3.2.1. Parametric Modelling
For queue modelling, correlation is a feature that needs to be identified to see if it exists, as queueing models assume no correlation. We have applied extensive studies on these EDI messages around correlation. Please refer to our paper for further reading [
11].
When modelling EDI messages, we found many challenges. From these challenges, the classification model was born. The different elements of the classification model helped us answer a challenge we faced. For example, we could not tell what happened to a message as it was being translated. We did not know if a message was dependent on another message. We were challenged with modelling the data with a continuous distribution. We faced many challenges around the removal of correlation and trying to break the head and tail of the data at a suitable point to help parametric fitting.
The classification model helped us iterate through the different techniques to help us address the challenges we faced. Our next set of sections will help bring the reader through our techniques based on these challenges.
Model By File Size
When testing a system, it is important to understand each message’s file size, as it gives an indication as to whether the message needs to be split for queue ingestion and the amount of disk space required. File size may influence service times. DevOps informed us that one of the inbound connectors does not allow a file size greater than 100 MB, and most file sizes are approximately 20 kilobytes in size.
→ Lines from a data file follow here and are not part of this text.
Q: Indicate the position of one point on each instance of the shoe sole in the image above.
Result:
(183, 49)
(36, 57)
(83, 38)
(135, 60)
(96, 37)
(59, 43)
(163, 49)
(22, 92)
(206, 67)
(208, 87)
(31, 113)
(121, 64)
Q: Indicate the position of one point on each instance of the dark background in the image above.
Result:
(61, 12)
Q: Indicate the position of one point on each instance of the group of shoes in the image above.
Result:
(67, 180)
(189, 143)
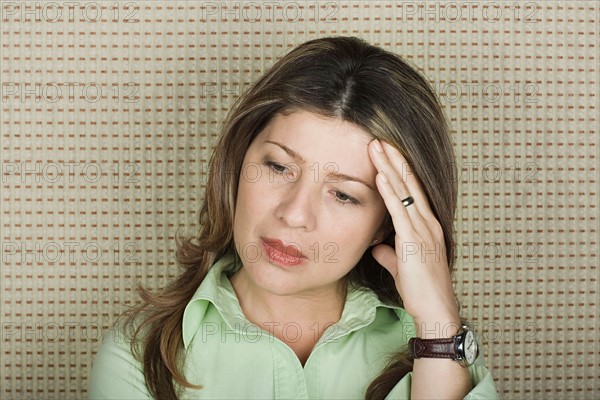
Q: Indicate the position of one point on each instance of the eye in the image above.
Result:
(277, 168)
(343, 198)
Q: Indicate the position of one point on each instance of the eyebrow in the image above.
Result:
(336, 175)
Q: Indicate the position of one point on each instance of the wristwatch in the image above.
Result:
(461, 348)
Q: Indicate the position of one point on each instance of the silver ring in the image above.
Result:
(408, 201)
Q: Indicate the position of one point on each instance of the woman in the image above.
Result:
(320, 252)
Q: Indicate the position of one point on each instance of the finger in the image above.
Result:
(410, 179)
(400, 218)
(398, 187)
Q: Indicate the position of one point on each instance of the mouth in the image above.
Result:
(281, 254)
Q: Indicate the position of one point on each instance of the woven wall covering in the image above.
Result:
(110, 110)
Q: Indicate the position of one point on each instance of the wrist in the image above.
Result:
(437, 328)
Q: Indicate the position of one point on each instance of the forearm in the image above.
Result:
(438, 378)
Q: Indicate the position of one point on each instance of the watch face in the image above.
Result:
(470, 347)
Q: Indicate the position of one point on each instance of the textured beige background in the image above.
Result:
(110, 111)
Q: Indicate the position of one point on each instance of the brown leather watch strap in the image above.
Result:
(432, 348)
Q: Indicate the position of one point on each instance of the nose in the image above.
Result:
(297, 207)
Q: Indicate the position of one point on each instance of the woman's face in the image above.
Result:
(307, 205)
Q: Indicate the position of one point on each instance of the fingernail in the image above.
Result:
(377, 146)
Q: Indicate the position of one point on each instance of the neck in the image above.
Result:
(265, 308)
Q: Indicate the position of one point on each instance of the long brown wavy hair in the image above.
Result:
(337, 77)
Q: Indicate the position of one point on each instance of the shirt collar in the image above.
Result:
(359, 310)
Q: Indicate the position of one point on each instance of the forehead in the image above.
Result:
(313, 135)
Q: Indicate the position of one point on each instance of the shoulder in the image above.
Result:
(116, 373)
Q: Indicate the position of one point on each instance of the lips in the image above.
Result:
(278, 252)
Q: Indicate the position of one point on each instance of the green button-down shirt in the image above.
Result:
(234, 359)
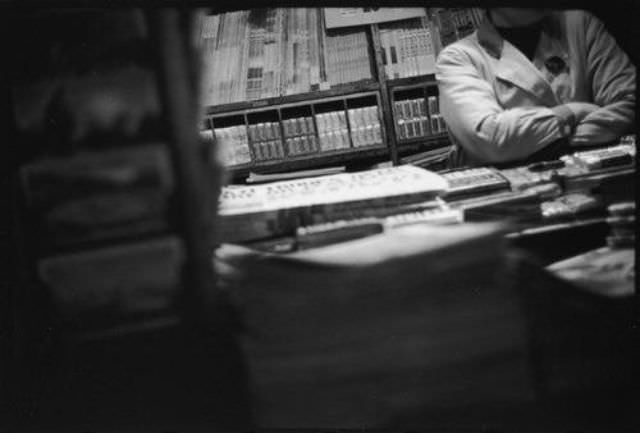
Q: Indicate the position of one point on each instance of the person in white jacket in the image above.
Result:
(528, 80)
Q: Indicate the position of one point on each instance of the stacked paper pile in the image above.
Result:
(359, 333)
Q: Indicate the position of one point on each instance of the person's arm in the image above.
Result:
(613, 79)
(486, 130)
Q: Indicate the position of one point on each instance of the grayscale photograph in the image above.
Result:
(225, 216)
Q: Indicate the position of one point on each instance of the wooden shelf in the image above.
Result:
(423, 143)
(336, 91)
(412, 82)
(312, 160)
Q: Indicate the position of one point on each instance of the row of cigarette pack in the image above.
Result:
(420, 126)
(233, 144)
(365, 126)
(414, 118)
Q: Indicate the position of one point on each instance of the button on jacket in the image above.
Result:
(500, 106)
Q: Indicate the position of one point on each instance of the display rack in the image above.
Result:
(390, 86)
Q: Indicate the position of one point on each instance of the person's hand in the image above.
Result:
(582, 109)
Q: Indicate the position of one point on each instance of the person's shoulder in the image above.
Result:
(575, 17)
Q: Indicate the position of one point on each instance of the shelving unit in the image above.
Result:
(393, 62)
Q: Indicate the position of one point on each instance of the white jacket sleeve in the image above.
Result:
(483, 128)
(613, 87)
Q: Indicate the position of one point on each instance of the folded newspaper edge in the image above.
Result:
(382, 183)
(279, 208)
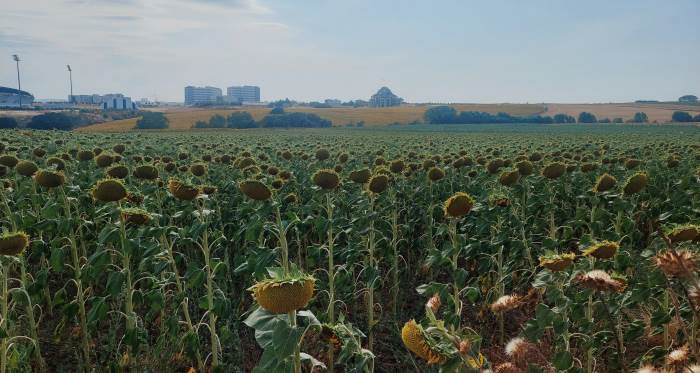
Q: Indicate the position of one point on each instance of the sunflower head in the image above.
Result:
(602, 250)
(378, 183)
(109, 190)
(182, 190)
(255, 190)
(326, 179)
(13, 243)
(604, 183)
(415, 339)
(26, 168)
(282, 295)
(49, 179)
(458, 205)
(636, 183)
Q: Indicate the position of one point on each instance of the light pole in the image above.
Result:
(19, 83)
(70, 76)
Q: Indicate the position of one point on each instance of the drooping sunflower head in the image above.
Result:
(255, 190)
(26, 168)
(13, 243)
(636, 183)
(604, 183)
(146, 172)
(602, 250)
(109, 190)
(458, 205)
(49, 179)
(378, 183)
(557, 262)
(181, 190)
(554, 170)
(415, 339)
(135, 216)
(326, 179)
(282, 295)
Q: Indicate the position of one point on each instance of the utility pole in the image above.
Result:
(19, 83)
(70, 77)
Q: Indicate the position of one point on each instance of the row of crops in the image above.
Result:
(368, 251)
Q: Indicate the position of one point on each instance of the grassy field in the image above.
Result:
(183, 119)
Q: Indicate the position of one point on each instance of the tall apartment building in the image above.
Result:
(243, 94)
(201, 95)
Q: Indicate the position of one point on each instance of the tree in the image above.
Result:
(8, 122)
(50, 121)
(563, 118)
(152, 121)
(440, 115)
(688, 99)
(241, 119)
(640, 118)
(681, 116)
(586, 117)
(217, 121)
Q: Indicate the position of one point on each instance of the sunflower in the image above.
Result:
(415, 339)
(255, 190)
(13, 243)
(281, 296)
(458, 205)
(109, 190)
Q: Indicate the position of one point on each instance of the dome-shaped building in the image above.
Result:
(10, 97)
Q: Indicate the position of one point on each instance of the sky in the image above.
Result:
(487, 51)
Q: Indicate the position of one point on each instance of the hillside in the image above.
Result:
(183, 118)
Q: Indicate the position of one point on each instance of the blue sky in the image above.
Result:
(426, 51)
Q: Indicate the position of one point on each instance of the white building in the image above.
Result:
(243, 94)
(201, 95)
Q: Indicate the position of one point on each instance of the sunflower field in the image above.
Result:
(492, 249)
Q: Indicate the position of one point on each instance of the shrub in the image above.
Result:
(681, 116)
(152, 121)
(241, 119)
(8, 122)
(585, 117)
(50, 121)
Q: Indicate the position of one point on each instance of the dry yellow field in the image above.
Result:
(660, 113)
(183, 119)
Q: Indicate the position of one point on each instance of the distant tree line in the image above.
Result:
(448, 115)
(277, 118)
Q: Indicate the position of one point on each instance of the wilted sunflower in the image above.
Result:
(378, 183)
(255, 189)
(458, 205)
(13, 243)
(135, 216)
(600, 281)
(326, 179)
(682, 233)
(509, 178)
(602, 250)
(49, 179)
(26, 168)
(280, 296)
(146, 172)
(109, 190)
(676, 263)
(636, 183)
(435, 174)
(557, 262)
(604, 183)
(415, 339)
(181, 190)
(554, 170)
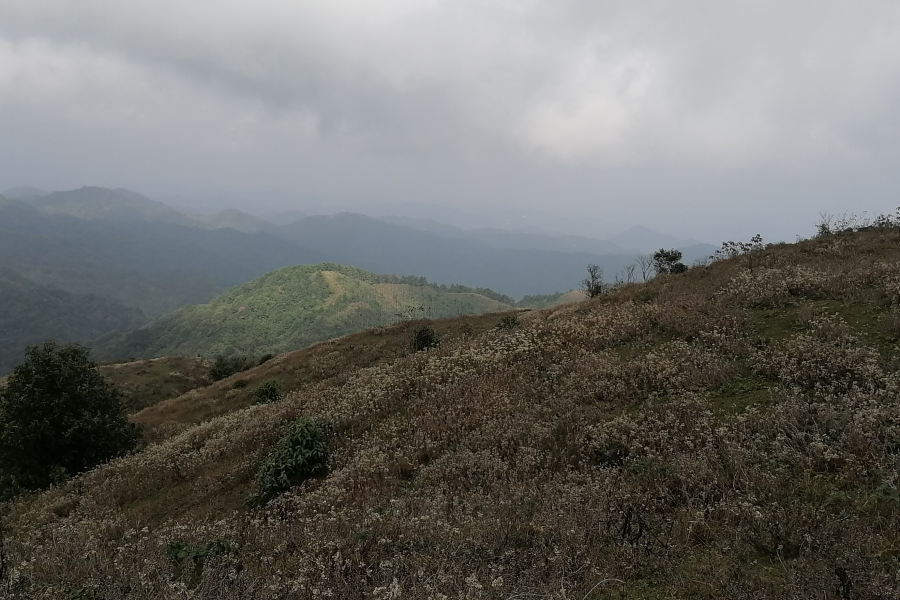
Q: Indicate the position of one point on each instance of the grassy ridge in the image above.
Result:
(292, 308)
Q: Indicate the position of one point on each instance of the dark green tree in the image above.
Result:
(424, 338)
(58, 417)
(668, 262)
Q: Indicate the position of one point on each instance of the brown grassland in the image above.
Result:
(733, 431)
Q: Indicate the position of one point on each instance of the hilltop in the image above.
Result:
(727, 432)
(294, 307)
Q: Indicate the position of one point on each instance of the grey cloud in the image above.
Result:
(697, 114)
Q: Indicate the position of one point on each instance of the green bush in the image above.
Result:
(267, 392)
(301, 453)
(668, 262)
(424, 338)
(182, 555)
(226, 366)
(58, 417)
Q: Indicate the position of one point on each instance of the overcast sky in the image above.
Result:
(713, 120)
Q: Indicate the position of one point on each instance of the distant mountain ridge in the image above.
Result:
(292, 308)
(31, 313)
(152, 265)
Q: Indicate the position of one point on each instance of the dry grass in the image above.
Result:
(730, 432)
(144, 383)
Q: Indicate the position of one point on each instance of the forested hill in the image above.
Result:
(31, 313)
(297, 306)
(152, 265)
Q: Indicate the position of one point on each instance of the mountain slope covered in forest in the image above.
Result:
(31, 313)
(294, 307)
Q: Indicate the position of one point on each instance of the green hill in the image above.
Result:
(294, 307)
(31, 313)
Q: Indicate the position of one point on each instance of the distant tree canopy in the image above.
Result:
(592, 285)
(668, 262)
(58, 417)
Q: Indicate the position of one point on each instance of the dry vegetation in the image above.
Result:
(730, 432)
(145, 383)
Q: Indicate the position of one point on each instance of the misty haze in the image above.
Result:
(449, 300)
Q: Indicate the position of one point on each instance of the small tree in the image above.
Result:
(58, 417)
(592, 285)
(226, 366)
(668, 262)
(301, 453)
(424, 338)
(645, 262)
(267, 392)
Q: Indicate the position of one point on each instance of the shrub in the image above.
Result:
(267, 392)
(58, 417)
(592, 285)
(424, 338)
(226, 366)
(300, 454)
(181, 553)
(668, 262)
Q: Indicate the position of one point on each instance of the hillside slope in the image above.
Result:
(731, 432)
(31, 313)
(292, 308)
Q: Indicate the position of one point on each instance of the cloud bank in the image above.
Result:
(617, 109)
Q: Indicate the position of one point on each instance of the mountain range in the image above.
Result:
(146, 259)
(294, 307)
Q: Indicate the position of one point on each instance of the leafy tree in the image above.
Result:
(300, 454)
(668, 262)
(592, 285)
(58, 417)
(267, 392)
(226, 366)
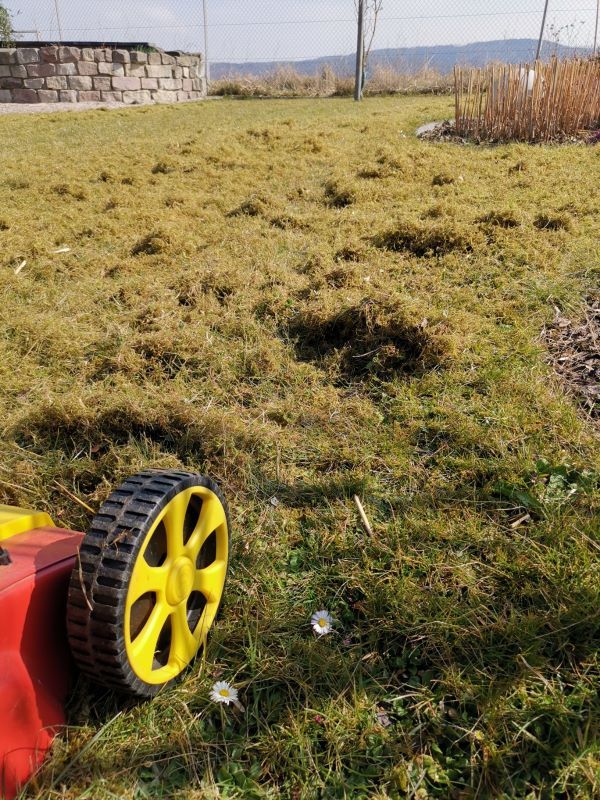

When modelling by file size, we applied the classification model to our data as per
Figure 5.
Figure 7 displays the model chosen that allowed us to successfully fit a parametric distribution to our data. We picked data from the “Normal Period” and partitioned the data into its head and tail using a size of 10,000,000 B as the boundary. We then took a random sample from the dataset.
Table 7 gives the count of data per partition before we implemented a random sample on the model. We note that we captured the majority of the data in the head.
Figure 8 shows a histogram of our data both before and after the partition. The plot to the top left shows the data before partitioning. The plot to the top right shows the results of a random sample from the head. We can see that the shape of the histogram shows signs of fitting into a uniform distribution. The plot to the bottom left shows the tail of the data.
We use a Chi-square GoF test for the head of the data (see
Table 8). This indicates that with
<
p-value 0.05, it appears that a uniform distribution may be a reasonable model for the head of the distribution.
Model Batch By Category
Service Time Modelling
When simulating service and inter-arrival times, it is important to know if the queue will ingest a message as a single message or as a batch of messages. This is because a batch arrival would be a clear type of interdependence between messages that would be relevant for queue modelling. DevOps informed us that certain messages (“Flat Translation” or “Batch Translation”) should be considered batch messages based on their “Category” attribute. These messages should be split into smaller files and sent into the system as a batch. All other messages should be considered non-batch type messages. When we inspected the data, we found evidence that the messages for flat translation and batch translation were both single messages and batch-type messages. Based on these initial comments from DevOps, we went ahead and modelled the service times of these messages.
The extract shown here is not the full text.